Gracias al artículo, de repente, Peter empezó a estar muy solicitado. Los encargos inundaban la oficina y otros organismos le encargaban que organizara seminarios para ellos. A menudo le decía a Rachael que le preparara las notas y los diagramas para las proyecciones. Ella hacía lo que le pedía sin protestar, aunque ya no soportaba que la tocara.

A menudo se preguntaba por qué no le echaba en cara su traición. ¿Por qué, encima, seguía trabajando para él, apoyándole en su empresa, que se estaba trasladando a una oficina más grande y elegante? Había una razón práctica, sin duda. Le costaría encontrar un trabajo tan bueno, con un sueldo suficiente para vivir, en el norte de Inglaterra. Pero sabía que eso no era realmente importante. Era una cuestión de orgullo. Si dimitía de Kemp Associates tendría que admitir ante los demás o ante sí misma que Peter la había engañado. Tendría que aceptar la posibilidad de que la única razón por la que había hecho el amor con ella era para robarle sus ideas, reconocer que Edie tenía razón. Era mejor dejar que el mundo pensara que Peter había ideado el método para contar aves en las tierras altas. Estaba segura de que por aquel entonces incluso él así lo creía.

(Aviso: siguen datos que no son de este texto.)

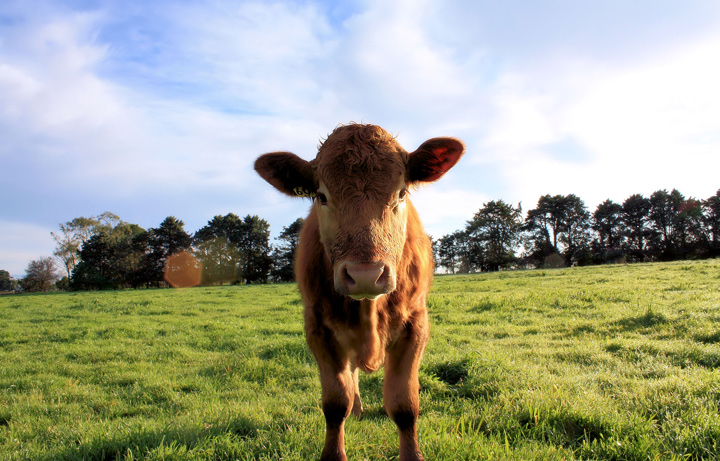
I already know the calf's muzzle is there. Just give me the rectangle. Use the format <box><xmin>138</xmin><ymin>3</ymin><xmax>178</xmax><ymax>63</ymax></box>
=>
<box><xmin>335</xmin><ymin>261</ymin><xmax>396</xmax><ymax>300</ymax></box>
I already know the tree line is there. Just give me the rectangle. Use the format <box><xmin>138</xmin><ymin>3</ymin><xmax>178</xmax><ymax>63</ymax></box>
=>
<box><xmin>434</xmin><ymin>189</ymin><xmax>720</xmax><ymax>273</ymax></box>
<box><xmin>0</xmin><ymin>189</ymin><xmax>720</xmax><ymax>291</ymax></box>
<box><xmin>6</xmin><ymin>212</ymin><xmax>303</xmax><ymax>292</ymax></box>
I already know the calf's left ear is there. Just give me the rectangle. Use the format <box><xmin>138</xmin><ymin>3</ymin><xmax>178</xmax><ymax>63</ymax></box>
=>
<box><xmin>255</xmin><ymin>152</ymin><xmax>317</xmax><ymax>197</ymax></box>
<box><xmin>406</xmin><ymin>138</ymin><xmax>465</xmax><ymax>183</ymax></box>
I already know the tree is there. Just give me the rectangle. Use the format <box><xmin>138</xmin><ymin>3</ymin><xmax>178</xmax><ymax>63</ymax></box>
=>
<box><xmin>239</xmin><ymin>215</ymin><xmax>272</xmax><ymax>283</ymax></box>
<box><xmin>465</xmin><ymin>200</ymin><xmax>522</xmax><ymax>271</ymax></box>
<box><xmin>649</xmin><ymin>189</ymin><xmax>704</xmax><ymax>261</ymax></box>
<box><xmin>137</xmin><ymin>216</ymin><xmax>192</xmax><ymax>286</ymax></box>
<box><xmin>194</xmin><ymin>213</ymin><xmax>242</xmax><ymax>285</ymax></box>
<box><xmin>0</xmin><ymin>270</ymin><xmax>18</xmax><ymax>291</ymax></box>
<box><xmin>592</xmin><ymin>200</ymin><xmax>623</xmax><ymax>262</ymax></box>
<box><xmin>195</xmin><ymin>213</ymin><xmax>272</xmax><ymax>284</ymax></box>
<box><xmin>20</xmin><ymin>257</ymin><xmax>58</xmax><ymax>292</ymax></box>
<box><xmin>622</xmin><ymin>194</ymin><xmax>650</xmax><ymax>261</ymax></box>
<box><xmin>702</xmin><ymin>189</ymin><xmax>720</xmax><ymax>257</ymax></box>
<box><xmin>272</xmin><ymin>218</ymin><xmax>305</xmax><ymax>282</ymax></box>
<box><xmin>437</xmin><ymin>231</ymin><xmax>467</xmax><ymax>274</ymax></box>
<box><xmin>559</xmin><ymin>194</ymin><xmax>590</xmax><ymax>265</ymax></box>
<box><xmin>70</xmin><ymin>222</ymin><xmax>147</xmax><ymax>290</ymax></box>
<box><xmin>524</xmin><ymin>194</ymin><xmax>590</xmax><ymax>266</ymax></box>
<box><xmin>50</xmin><ymin>211</ymin><xmax>121</xmax><ymax>278</ymax></box>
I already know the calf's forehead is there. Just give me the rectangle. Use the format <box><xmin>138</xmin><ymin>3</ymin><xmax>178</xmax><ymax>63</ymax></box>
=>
<box><xmin>314</xmin><ymin>125</ymin><xmax>408</xmax><ymax>199</ymax></box>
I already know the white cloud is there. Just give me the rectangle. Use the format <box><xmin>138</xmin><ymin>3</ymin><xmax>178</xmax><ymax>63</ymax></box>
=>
<box><xmin>0</xmin><ymin>220</ymin><xmax>55</xmax><ymax>278</ymax></box>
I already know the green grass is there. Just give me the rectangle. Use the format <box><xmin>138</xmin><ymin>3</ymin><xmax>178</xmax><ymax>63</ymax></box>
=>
<box><xmin>0</xmin><ymin>260</ymin><xmax>720</xmax><ymax>460</ymax></box>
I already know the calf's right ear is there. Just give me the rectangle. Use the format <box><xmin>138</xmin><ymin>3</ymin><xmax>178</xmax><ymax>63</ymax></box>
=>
<box><xmin>255</xmin><ymin>152</ymin><xmax>317</xmax><ymax>197</ymax></box>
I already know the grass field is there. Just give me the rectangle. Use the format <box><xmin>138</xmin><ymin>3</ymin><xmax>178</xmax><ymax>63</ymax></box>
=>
<box><xmin>0</xmin><ymin>260</ymin><xmax>720</xmax><ymax>460</ymax></box>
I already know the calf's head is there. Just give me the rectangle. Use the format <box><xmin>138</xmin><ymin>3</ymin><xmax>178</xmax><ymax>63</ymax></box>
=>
<box><xmin>255</xmin><ymin>124</ymin><xmax>464</xmax><ymax>299</ymax></box>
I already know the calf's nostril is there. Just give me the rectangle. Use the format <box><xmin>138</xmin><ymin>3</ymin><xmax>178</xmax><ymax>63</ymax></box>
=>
<box><xmin>342</xmin><ymin>267</ymin><xmax>357</xmax><ymax>288</ymax></box>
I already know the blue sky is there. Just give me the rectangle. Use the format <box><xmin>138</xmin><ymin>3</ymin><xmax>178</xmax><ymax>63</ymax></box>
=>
<box><xmin>0</xmin><ymin>0</ymin><xmax>720</xmax><ymax>276</ymax></box>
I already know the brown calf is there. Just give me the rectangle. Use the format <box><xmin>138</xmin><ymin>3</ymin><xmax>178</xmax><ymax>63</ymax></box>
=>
<box><xmin>255</xmin><ymin>124</ymin><xmax>464</xmax><ymax>460</ymax></box>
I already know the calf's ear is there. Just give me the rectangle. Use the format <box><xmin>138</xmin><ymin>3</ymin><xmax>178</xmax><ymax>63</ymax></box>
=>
<box><xmin>406</xmin><ymin>138</ymin><xmax>465</xmax><ymax>183</ymax></box>
<box><xmin>255</xmin><ymin>152</ymin><xmax>317</xmax><ymax>197</ymax></box>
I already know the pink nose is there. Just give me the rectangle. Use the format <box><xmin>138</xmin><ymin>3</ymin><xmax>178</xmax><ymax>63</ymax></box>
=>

La segunda traición llegó en forma de un sobre cuadrado que encontró una mañana sobre su mesa. Contenía una invitación a la boda de Peter. No parecía haber una intención maliciosa en la forma de informarle de su boda. Daba por descontado que ella aceptaba que el idilio en Baikie’s había sido algo agradable, un poco de diversión. Al fin y al cabo hacía meses que no tenían relaciones íntimas. Supo por los compañeros que la prometida se llamaba Amelia. Fue Anne Preece, que entró en el despacho un día buscando trabajo, quien le contó más detalles.

—¿Amelia? —se preguntó—. Es de buena familia pero en plan saldo. Ni es aristocrática ni muy interesante. Una potencial extra en los abarrotados escenarios del Hola. Habría sido guapa si sus padres le hubiesen puesto aparato.

En la oficina nadie creía que Rachael tuviera más que un interés superficial en el compromiso de su jefe, así que, por fin, cuando sintió la necesidad de confesar su angustia, buscó una excusa para pasar la noche en Baikie’s. Invitó a Bella a cenar y gastó un paquete de pañuelos de papel y se bebió dos botellas de vino. Se despertó con resaca y la convicción de que se había librado de la influencia de Peter Kemp.

Hasta que vio al cuervo saltando de manera lastimosa en la trampa, no había vuelto a pensar en ello.